La leggenda della Torre Polidori di Orvieto (Umbria)
Polidoro Polidori, era un soldato. Durante una battaglia in Toscana, rimase gravemente ferito. Aveva bisogno di immediate cure e così venne trasportato in un vicino ospedale.
Tra le infermiere che si presero cura di lui, una catturò la sua attenzione e rapì il suo cuore. Era Romilda, una giovane e bellissima fanciulla che dal canto suo ricambiava le attenzioni del militare. Ben presto, quando guarì e fu dimesso, chiese alla giovane di diventare la sua moglie ed ella accettò.

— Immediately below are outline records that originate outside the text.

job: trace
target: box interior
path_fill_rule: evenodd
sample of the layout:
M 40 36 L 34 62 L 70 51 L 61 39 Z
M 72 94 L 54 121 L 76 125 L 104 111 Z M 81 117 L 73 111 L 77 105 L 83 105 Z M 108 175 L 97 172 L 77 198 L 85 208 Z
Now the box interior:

I due novelli sposi, si trasferirono nelle campagne di Orvieto, in una modesta casa contornati da aie e animali da fattoria. Lui si occupava della terra, mentre lei passava il suo tempo ad allevare piccioni viaggiatori, attraverso cui mandava messaggi alla famiglia che tanto le mancava.
La vita rurale iniziava a stare stretta a Romilda, così chiese al marito di andare a vivere in città.
Seppur controvoglia, il Polidoro accettò, iniziando una nuova vita a Palazzo Polidori, nel cuore della bella Orvieto.
Qui però, la loro vita sociale cambiò e la bellezza di Romilda certo non passava inosservata. Accecato dalla gelosia, Polidoro rinchiuse la moglie nella Torre del palazzo, privandola completamente di qualsiasi contatto con le persone.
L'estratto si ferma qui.